South Carolina bracing for Hurricane Matthew
COLUMBIA, S.C. (AP) With Hurricane Matthew approaching, the South Carolina-Georgia football game is still on for Saturday night, even though Gov. Nikki Haley says she ''can't imagine'' the game being played as scheduled.
Several other games in the Palmetto State were affected with Football Championship Subdivision teams Charleston Southern and South Carolina State postponing their Saturday contests. Citadel, another FCS school, moved its game to the campus of Division II opponent North Greenville and will play Thursday night instead of Saturday.
But the biggest contest of the weekend is scheduled for Saturday night at Williams-Brice Stadium, where upward of 80,000 fans turn out to watch Southeastern Conference matchups.

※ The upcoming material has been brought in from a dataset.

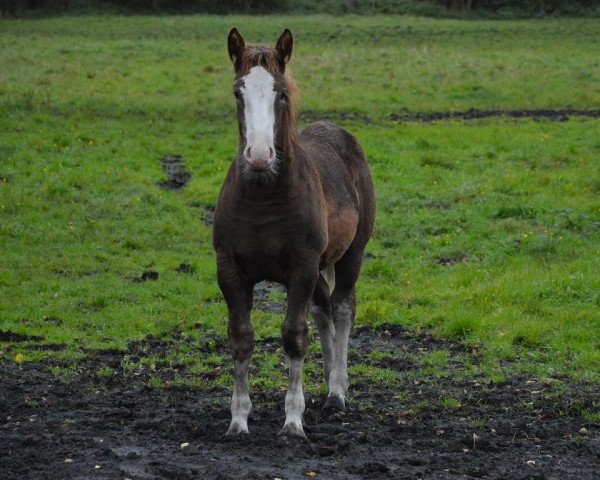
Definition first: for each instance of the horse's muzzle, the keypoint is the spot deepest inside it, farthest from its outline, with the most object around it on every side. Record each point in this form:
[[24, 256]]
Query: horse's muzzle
[[259, 158]]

South Carolina administrators said Tuesday they were consulting with the SEC, the National Weather Service and local authorities and would make a decision about the game later in the week.
Matthew is a Category 4 storm with winds up to 145 mph. It is on track to hit South Carolina and potentially disrupt the game at Williams-Brice Stadium.
The storm was about 1,000 miles from Charleston on Tuesday. But forecasters predict the hurricane will move near or along South Carolina's coast late Friday into early Saturday as a Category 2 storm.
Charleston Southern, located about 20 miles from the coast, canceled several sporting events the rest of the week, including its football game with Albany State. The school had pushed the game up to Thursday night before deciding to postpone it.
South Carolina State, an FCS school that's about an hour's drive from the coast, postponed its game Saturday against Bethune-Cookman.
Citadel shuffled its game to Tigerville, home of North Greenville some 230 miles northwest of the Bulldogs' home in Charleston.
South Carolina announced it has cancelled classes at its main campus for Wednesday and anticipated remaining closed Thursday and Friday.
If South Carolina's game is changed or delayed, it would be the second straight season that weather has altered the Gamecocks' football season. Last year's deadly flooding after a weekend of unprecedented rain led the university to move a home game with LSU to Baton Rouge, Louisiana, in part because many of the state troopers and safety officials necessary to hold a home football game were taking part in cleanup and recovery duties.
A similar situation might occur if Matthew hits South Carolina.
Haley said Tuesday that the ultimate call on whether to play the game would be made by the schools and the SEC.
''As of now, I can't imagine that happening, but certainly we're going to continue to watch this,'' she said. ''I would love nothing more than to see this take a right-hand turn and go out to sea.''
South Carolina coach Will Muschamp said he's not involved in planning for the storm because he's too busy looking into how to slow down Georgia's offense.
''Our administration is handling all of that through the SEC office,'' he said. ''All of my energy is game planning for the game. Whatever happens happens. I'm not the least bit worried about it.''
No. 3 Clemson is on the road this week, playing Friday night at Boston College. The Tigers are scheduled to leave Thursday and should miss any potentially bad weather.
The only other FCS game scheduled for Saturday in the Palmetto State was Furman hosting Samford in Greenville, far from the coastal areas where the storm's heaviest impacts are expected.